石巻日日新聞を読む愉しみ

ローカル新聞の使命・役割は重いものが、ある。

私は石巻日日新聞を定期購読している。といっても毎日ではなく、1週間分がまとめて届く仕組みだ。なぜ購読を始めたかといえば、近江社長の講演を聞いたからである。東日本大震災の折、石巻地区で90年以上の歴史を持つ夕刊紙・石巻日日新聞は、揺れで輪転機が故障し、印刷不能に陥った。
だが、「被災者に必要な情報をどうしても届けなければならない」と、社長を先頭に、記者たちは取材した記事を「壁新聞」として避難所に貼り出した。
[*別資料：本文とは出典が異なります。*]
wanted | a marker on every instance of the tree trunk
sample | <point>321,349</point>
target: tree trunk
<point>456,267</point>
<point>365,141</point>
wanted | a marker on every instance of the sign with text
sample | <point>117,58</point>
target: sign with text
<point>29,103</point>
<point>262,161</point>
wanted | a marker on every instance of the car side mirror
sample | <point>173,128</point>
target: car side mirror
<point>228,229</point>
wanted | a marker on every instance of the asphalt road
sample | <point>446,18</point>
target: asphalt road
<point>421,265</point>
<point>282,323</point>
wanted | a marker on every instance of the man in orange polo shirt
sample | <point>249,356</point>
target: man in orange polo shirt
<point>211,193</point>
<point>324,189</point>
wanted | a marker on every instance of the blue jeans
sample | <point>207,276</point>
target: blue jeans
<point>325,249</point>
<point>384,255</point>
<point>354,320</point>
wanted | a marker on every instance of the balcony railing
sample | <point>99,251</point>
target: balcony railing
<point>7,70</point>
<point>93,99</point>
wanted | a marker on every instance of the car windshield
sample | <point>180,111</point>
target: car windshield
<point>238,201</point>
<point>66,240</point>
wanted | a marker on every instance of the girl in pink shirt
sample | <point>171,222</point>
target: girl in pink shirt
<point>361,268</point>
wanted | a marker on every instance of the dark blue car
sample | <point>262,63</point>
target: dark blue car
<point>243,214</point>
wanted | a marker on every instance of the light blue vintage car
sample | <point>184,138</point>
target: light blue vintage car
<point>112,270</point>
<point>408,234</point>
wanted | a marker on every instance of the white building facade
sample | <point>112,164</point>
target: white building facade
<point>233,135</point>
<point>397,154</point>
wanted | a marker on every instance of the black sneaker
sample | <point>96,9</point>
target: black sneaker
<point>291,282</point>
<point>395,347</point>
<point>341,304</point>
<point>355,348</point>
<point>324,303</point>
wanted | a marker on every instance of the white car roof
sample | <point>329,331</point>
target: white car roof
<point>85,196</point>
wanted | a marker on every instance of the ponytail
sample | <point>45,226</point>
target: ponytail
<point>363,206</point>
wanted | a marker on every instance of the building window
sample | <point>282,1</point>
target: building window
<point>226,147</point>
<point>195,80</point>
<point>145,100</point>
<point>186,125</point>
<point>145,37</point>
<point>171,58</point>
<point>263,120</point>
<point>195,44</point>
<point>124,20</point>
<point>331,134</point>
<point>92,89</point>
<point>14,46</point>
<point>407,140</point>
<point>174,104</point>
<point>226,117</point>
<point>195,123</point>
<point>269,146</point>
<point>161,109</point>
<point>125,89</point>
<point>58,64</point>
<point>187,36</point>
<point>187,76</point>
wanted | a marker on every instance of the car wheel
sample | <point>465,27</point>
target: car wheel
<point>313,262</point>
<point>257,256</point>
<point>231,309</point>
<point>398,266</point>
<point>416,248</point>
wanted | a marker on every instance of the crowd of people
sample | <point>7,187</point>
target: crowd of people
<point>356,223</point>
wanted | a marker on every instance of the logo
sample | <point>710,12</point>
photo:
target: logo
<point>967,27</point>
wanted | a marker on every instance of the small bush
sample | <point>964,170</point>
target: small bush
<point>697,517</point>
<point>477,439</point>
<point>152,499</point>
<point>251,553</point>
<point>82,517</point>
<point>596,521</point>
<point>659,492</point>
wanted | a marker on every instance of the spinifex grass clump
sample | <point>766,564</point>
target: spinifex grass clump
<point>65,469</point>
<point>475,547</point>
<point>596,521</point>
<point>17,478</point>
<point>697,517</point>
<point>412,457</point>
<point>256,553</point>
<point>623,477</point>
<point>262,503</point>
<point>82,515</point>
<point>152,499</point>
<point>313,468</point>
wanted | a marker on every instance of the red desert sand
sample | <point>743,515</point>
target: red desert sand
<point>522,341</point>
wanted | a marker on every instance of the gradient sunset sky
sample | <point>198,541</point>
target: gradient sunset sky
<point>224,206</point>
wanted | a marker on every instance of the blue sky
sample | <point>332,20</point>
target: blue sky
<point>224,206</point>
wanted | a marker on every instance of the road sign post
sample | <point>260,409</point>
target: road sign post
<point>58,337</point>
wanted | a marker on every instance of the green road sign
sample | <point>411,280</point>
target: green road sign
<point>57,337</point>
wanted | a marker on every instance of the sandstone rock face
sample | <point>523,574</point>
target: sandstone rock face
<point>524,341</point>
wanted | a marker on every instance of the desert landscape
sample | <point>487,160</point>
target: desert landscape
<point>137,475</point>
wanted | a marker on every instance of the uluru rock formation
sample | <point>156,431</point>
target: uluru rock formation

これぞジャーナリズムの原点だと私は感銘を受けた。

その後、私は石巻を訪ね、地域みっちゃく生活情報誌を石巻・東松島・女川で発行しないかと提案。震災から3年目の2014年3月11日、「んだっちゃ!」を創刊することができた。以来、地域社会に根ざした情報誌として、多くの人々に支えられている。

今や私は、毎週届く石巻日日新聞を愛読紙として目を通すのが楽しみの一つである。下手をすると、ふるさとを離れた石巻地方出身者よりも細かな地域情報に通じているかもしれない。ローカル新聞の役割とは、現状を伝えると同時に、地域の未来を考える材料を提供することだと、改めて実感している。

さて、この9月に報じられた話題を拾ってみたい。

まずは収穫の秋を祝う「ものふれあい祭2025 はねこ踊り」。桃生地区最大のイベントで、14日には6000人が来場。夕方から始まるパレードでは、老若男女が軽快な囃子に乗って跳ね回った。東北には青森のねぶた、秋田の竿燈など有名な夏祭りがあるが、この石巻のはねこ踊りも仲間入りできないかと夢想する。

次に驚いたのは「令和の歌姫」だ。仙台・鶴巻小学校1年生の大内日麻莉さん(6歳)が、石巻の老人ホームで昭和歌謡や童謡を披露。叔母の営む石巻駅前のカラオケ喫茶で修行を積み、子ども歌コンクールで入賞を重ねているという。美空ひばりの再来かと嘱望され、老人たちからは「ありがとう!」の嵐。本人は「みんなが歌で元気になってほしい」と無邪気に語る。その言葉通り、地域を元気にしている。

最後に少しシリアスな話題を。
石巻地方ではシカと車両の衝突事故が多発しているという。
昨年は263件の交通事故のうち40件がシカとの接触。熊ではなくシカにご用心、というのが石巻らしい。熊の被害が続く日本列島・何となく和む。

こうして紙面をめくると、石巻の空気や人々の息づかいが伝わってくる。新聞は地域になくてはならない存在であり、我々が発行する「んだっちゃ!」のような情報誌もまた、地域活性化のために欠かせない。石巻日日新聞を読むことは、単なる情報収集ではなく、地域の未来を考える愉しみでもあるのだ。